Selma film review ★★★★

Selma review: movie about Martin Luther King's march to freedom has moments of brilliance, and stunning performance from David Oyelowo.

Selma film review: ⭑⭑⭑⭑⭒
Ava DuVernay's Selma is a powerful picture of a period of recent and near-forgotten history: Martin Luther King's march from Selma to Montgomery, Alabama, to implement the long awaited black right to vote – a movement that met with immense opposition by the powers that be.

Selma is a story that needs telling. The film's subversive – and subjective – take on Lyndon B. Johnson's resistance to the motion points importantly to the notion that history is entirely in the telling, yet the film itself falls a little flat. Certain plot-lines are picked up and dropped without further mention (Tessa Thompson's character is a prime example) and some poor casting of its supporting characters means the film at times loses momentum.


Nonetheless, Oyelowo's performance is hair-raising as King. His voice, evokes the radio broadcasts of the '60s, and make us, the audience, feel we too are in these rooms in Alabama, rallying alongside him. It's a performance that clearly demanded a great deal (indeed, Oyelowo literally lived the role for the entirety of filming). In an interview with the BBC's Front Row Oyelowo describes his role as King as less of an 'impersonation' than an overall feeling of an individual: and it's true that his performance evokes not a caricature but a sense of the man and his ceaseless motivation. Selma is worth seeing for Oyelowo's spine-tingling speeches alone.

The camaraderie and intimacy between King's party members is touched upon but never fully developed. Similarly the difficulties met in King's personal life and marriage to Coretta (played by Carmen Ejogo) has a flatness that seems less intentional characterisation and more indicative of a lack of chemistry between the actors, and makes it difficult to sympathise with the film's personal aspects. The film's biopic elements are not treated with enough clarity and as a result seem to sit rather incongruously with the political themes of the story.

There are, however, moments of sheer brilliance. The subtle irony of the approval with which LBJ's affectedly humble closing speech to pass King's motion is met with in Washington toe-curlingly irritating and invokes what must only be a fraction of the indignation that must have been felt at the time, but its a rare moment, in a film whose subtlety lags in favour of the predictable tropes of the blockbuster epic.

The wide-pan shots of the gritty Alabama streets keep any overly romanticised slant on the march at bay, and the panic-inducing, arresting moments of violence jar strikingly with the hopeful excitement of individuals. The film repeatedly stresses the sacrifice that is inherent in all non-violent activism.

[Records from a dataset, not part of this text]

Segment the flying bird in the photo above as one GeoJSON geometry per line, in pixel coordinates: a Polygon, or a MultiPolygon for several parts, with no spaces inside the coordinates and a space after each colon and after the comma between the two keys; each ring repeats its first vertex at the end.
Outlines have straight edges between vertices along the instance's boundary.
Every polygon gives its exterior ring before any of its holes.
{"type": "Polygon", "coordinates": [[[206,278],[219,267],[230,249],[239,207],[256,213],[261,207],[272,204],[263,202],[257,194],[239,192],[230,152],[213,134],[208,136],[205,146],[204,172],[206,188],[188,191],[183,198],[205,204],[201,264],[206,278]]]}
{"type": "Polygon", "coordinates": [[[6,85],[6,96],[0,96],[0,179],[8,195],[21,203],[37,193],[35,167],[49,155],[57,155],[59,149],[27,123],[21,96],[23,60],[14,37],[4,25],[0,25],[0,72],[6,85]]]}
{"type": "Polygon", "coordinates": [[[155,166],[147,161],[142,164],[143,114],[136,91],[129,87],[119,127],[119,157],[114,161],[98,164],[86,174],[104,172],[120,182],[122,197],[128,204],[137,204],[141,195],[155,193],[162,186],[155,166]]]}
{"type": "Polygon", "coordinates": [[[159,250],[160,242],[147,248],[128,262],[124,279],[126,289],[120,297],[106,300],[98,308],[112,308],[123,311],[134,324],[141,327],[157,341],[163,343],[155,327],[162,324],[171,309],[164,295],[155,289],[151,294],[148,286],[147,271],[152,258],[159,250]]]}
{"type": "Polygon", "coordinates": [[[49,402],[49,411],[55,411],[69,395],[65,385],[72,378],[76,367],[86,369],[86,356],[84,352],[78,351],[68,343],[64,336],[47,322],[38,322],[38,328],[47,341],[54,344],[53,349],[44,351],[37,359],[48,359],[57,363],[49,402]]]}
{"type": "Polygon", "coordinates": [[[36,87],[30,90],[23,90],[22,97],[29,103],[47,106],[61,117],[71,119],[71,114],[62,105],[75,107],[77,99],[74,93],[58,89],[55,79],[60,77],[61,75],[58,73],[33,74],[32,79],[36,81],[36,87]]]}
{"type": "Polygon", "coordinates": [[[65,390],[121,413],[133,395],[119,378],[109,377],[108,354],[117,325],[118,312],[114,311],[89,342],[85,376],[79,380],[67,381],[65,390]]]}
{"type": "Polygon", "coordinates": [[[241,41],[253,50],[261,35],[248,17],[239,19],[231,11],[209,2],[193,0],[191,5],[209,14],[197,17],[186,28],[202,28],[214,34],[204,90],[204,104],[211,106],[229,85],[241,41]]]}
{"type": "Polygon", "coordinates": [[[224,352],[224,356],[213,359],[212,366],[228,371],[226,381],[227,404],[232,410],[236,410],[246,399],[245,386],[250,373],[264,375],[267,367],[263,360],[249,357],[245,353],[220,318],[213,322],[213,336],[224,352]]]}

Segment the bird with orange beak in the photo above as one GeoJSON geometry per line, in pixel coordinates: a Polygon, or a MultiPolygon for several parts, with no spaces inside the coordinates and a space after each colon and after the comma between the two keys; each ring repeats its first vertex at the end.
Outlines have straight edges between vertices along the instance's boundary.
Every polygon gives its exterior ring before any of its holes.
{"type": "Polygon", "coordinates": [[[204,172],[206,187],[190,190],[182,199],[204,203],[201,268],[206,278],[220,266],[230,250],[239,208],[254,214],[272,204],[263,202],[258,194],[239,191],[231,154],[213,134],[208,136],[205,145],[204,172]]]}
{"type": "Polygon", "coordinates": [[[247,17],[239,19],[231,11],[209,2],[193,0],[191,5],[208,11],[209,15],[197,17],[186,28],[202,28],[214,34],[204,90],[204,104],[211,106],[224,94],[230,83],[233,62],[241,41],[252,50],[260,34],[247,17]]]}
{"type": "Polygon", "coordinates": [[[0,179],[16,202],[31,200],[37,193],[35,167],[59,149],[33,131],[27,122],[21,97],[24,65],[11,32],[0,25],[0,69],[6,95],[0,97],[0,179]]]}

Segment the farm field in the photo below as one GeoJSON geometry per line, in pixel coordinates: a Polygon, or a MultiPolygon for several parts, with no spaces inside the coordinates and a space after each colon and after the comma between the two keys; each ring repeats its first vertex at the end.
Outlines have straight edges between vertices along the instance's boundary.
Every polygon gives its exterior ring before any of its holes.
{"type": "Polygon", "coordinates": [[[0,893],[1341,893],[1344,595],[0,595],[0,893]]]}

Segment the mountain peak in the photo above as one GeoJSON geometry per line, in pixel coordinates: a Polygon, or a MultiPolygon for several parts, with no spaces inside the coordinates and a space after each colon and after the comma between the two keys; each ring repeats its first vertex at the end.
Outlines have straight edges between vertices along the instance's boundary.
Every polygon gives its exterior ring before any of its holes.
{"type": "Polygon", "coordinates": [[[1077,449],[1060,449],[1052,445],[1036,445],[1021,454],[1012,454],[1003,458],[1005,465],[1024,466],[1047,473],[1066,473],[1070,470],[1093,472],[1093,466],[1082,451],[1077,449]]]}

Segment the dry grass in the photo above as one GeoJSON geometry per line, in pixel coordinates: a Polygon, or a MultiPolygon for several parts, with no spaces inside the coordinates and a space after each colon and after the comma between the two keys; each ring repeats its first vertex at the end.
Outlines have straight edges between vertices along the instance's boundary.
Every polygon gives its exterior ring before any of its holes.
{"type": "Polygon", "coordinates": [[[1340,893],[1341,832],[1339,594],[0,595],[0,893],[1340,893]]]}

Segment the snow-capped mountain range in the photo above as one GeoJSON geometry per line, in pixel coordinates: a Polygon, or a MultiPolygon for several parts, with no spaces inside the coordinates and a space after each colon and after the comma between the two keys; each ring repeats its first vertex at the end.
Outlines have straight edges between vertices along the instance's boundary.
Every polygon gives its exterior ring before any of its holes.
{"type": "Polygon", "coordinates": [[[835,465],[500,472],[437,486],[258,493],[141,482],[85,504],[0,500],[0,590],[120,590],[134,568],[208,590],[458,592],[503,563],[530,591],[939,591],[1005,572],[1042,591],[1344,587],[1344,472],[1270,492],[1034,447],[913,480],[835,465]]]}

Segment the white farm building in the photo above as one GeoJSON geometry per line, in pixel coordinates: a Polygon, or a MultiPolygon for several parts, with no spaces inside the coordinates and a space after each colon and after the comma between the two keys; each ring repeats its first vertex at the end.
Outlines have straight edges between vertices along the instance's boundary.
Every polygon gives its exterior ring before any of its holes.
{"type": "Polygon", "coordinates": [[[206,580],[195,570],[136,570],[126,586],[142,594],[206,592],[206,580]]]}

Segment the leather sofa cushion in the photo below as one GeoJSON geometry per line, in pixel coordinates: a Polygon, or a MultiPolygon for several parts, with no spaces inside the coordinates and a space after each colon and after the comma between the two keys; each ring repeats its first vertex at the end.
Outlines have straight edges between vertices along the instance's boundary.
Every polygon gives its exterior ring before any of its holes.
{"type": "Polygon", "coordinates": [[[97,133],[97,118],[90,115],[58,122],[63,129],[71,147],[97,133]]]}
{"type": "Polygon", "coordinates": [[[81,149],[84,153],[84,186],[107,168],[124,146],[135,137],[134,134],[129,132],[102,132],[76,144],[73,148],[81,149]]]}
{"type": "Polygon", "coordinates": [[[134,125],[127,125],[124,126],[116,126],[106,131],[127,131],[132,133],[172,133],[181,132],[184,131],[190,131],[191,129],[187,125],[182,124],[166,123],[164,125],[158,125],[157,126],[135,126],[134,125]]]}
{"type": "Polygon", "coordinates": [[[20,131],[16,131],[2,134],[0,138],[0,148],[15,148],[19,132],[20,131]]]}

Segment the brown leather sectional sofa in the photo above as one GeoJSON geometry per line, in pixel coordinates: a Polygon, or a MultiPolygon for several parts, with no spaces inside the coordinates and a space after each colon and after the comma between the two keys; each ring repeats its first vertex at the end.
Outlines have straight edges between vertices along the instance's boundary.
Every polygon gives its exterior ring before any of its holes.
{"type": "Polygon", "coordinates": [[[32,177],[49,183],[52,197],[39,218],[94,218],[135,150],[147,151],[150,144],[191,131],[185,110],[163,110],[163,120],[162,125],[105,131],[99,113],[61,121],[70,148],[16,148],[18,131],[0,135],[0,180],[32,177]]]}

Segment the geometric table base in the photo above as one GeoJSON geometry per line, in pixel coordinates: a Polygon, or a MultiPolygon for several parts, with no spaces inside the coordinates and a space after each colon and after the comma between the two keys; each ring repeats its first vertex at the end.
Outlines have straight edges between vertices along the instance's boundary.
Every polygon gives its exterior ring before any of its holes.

Yet, for all its grandeur, something doesn't quite tie together. The plot itself is powerful, believable, and a rich blend of optimism and tragedy, yet it remains a little on the side of the predictable.

Whilst Selma may not be deserving of the array of 'across-the-board' Oscar nominations that many have called for, it's difficult not to be convinced that Oyelowo's lack of nomination for Best Actor – especially in contrast to recent years – is more than a question of mere difference in taste. Oyelowo's snub certainly points towards either a political manoeuvre or a worrying lack of diversity in the industry.